De la cartographie des océans aux flotteurs Argo : comment augmentons-nous nos connaissances d'un océan en changement?
Date de publication: 08/04/2022 - 10:21De meilleures données sur les océans peuvent être utilisées pour éclairer toute une série de décisions, de la préparation aux tempêtes à la culture des algues. Dans le cadre de la Monaco Ocean Week, l'OHI, Argo et le Laboratoire océanographique de Villefranche ont organisé un événement public qui a donné un aperçu de certains des travaux réalisés afin d'améliorer notre connaissance de l'océan, depuis l'idée originale du Prince Albert Ier de Monaco de cartographier l'océan jusqu'au programme Argo, un projet multidisciplinaire mondial et passionnant.
Les flotteurs Argo fournissent des informations précieuses sur des paramètres tels que la température et la salinité dans toute la colonne d'eau. Cela permet de connaître le profil de température "réel" de l'océan à différentes profondeurs, et pas uniquement en surface. Ces informations sont importantes pour de nombreuses disciplines, notamment pour la préparation aux tempêtes : les tempêtes et les ouragans sont alimentés par la chaleur stockée dans l'océan. Plus la chaleur est importante, plus la tempête est puissante. Grâce à ces mesures qui ont commencé en 1999, on peut constater de manière très claire que depuis 2015, l'océan se réchauffe jusqu'à 2000m de profondeur. Ces données peuvent contribuer à améliorer les prédictions relatives à l'intensité des ouragans, ce qui permet aux communautés d'être mieux préparées à de tels événements. Étant donné que les océans sont le principal puits de chaleur de notre système climatique, Argo suit également le taux de réchauffement de la Terre, une mesure essentielle pour comprendre le changement climatique actuel et futur et l'élévation du niveau de la mer
Les participants à la conférence ont pris connaissance d'un nouveau projet Argo visant à fournir des données sur la profondeur de la mer. Pendant leur déploiement, les flotteurs Argo touchent souvent le fond de la mer et enregistrent le moment où cela se produit. L'OHI a lancé un projet d'essai au CSIRO en Australie, financé par le Service hydrographique australien, pour déterminer si des données de profondeur précises et fiables peuvent être extraites de ces enregistrements. Sur les 2,7 millions de profils de données collectés, une première analyse montre que jusqu'à 8 % d'entre eux pourraient être des échouages : cela pourrait révéler 216 000 nouvelles mesures de profondeur dans le monde entier. L'essai a déjà fourni de nouvelles données en mer de Norvège et en Nouvelle-Zélande, avec une excellente précision médiane de 7 ou 8m. On compte actuellement 3959 flotteurs Argo opérationnels dans le monde.

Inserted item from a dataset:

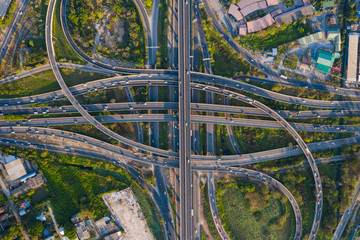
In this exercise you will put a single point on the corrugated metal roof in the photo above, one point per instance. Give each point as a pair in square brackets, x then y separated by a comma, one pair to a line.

Une autre innovation qui a été présentée lors de la conférence est le flotteur Argo à recharge thermique équipé d'un échosondeur, le premier flotteur spécifiquement conçu pour la bathymétrie.
Si, à l'origine, la cartographie des océans visait principalement à améliorer la sécurité de la navigation, les données marines sont aujourd'hui utilisées pour étayer la prise de décisions dans un large éventail de disciplines, notamment comme données de base pour suivre les effets du changement climatique ou pour développer l'économie bleue. Des données de qualité peuvent être utilisées pour des projets d'énergie marine renouvelable, pour la pêche et l'aquaculture, pour améliorer les modèles climatiques, etc. Pourtant, nous disposons actuellement de cartes de haute qualité pour environ seulement 20 % de l'océan. Pour remédier à cette situation, l'OHI a lancé plusieurs initiatives visant à améliorer les connaissances, notamment un projet participatif dans le cadre duquel les navires appartenant à des particuliers sont invités à fournir des données collectées à l'aide de leurs instruments de navigation respectifs et enregistrées avec des enregistreurs de données peu coûteux.
“En mer, chacun d'entre nous peut jouer un rôle dans l'amélioration de la connaissance de l'océan : en facilitant le partage des données, la science est renforcée, la sécurité s'améliore et nous parvenons tout simplement à en avoir une meilleure compréhension.”
Dr Mathias Jonas, Secrétaire général
La conférence a également débattu de la dernière génération de flotteurs Argo, appelés Deep Argo, qui peuvent atteindre des profondeurs de 6000 m et sont équipés de multiples capteurs qui permettent de suivre la chimie de l'océan et l'écologie du plancton. Elle a été organisée par l'OHI et l'équipe de pilotage d'Argo en partenariat avec le bureau du projet Argo (www.argo.ucsd.edu) et le Laboratoire océanographique de Villefranche (LOV/CNRS).
“Il est urgent de mieux comprendre l'évolution des océans de la planète. Nous avons fait de grands progrès, mais il y a encore beaucoup à faire”.